Abstract

Abstract This chapter is concerned with the so-called ‘prerogative courts’ or ‘conciliar courts’, which were associated with the king’s council. They followed a bill-procedure similar to that of the Chancery, without juries, and applied equity. As with the Chancery, their claims to encroach on the common law by granting injunctions, and their use of imprisonment, were constantly challenged. The Star Chamber—the whole council sitting at Westminster, attended by the chief justices—was legally immemorial and beyond such challenges; but its power to enforce a monetary judgment was questioned in 1614, when the judges were overruled by the councillors.
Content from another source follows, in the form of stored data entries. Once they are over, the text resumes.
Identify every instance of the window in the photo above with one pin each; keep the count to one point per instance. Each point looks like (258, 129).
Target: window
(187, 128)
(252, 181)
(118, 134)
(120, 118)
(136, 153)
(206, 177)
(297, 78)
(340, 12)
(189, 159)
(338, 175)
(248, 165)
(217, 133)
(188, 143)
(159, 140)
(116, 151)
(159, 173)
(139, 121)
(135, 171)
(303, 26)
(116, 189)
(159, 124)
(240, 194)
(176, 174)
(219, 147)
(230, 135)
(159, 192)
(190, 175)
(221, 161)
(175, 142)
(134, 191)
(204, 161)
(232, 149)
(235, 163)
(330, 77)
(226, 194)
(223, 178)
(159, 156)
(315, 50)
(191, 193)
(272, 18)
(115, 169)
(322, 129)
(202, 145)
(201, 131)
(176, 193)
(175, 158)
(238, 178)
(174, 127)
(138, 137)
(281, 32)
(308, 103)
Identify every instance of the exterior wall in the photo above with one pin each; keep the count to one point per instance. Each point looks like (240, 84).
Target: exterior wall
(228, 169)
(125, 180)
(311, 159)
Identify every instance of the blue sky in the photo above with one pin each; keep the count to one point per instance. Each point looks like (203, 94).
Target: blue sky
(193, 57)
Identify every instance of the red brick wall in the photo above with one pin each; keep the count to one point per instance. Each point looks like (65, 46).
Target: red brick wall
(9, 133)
The Court of Requests was a more recent offshoot of the council, attended by a sub-group of councillors but making decrees in its own name. Attacks on its jurisdiction, as contrary to Magna Carta, were made as early as 1501 and continued until the seventeenth century. The judges regarded it with disfavour as having no legal basis, but it was protected by the Privy Council and survived until 1641, when conciliar jurisdiction was abolished. The warmest disputes with the judges involved the two provincial councils in the North and in the Marches of Wales, which wielded strong coercive powers under forceful presidents. Although Chief Justice Coke claimed some victories in curbing their powers, they survived until formal abolition. Many of these disputes were fought through the medium of habeas corpus.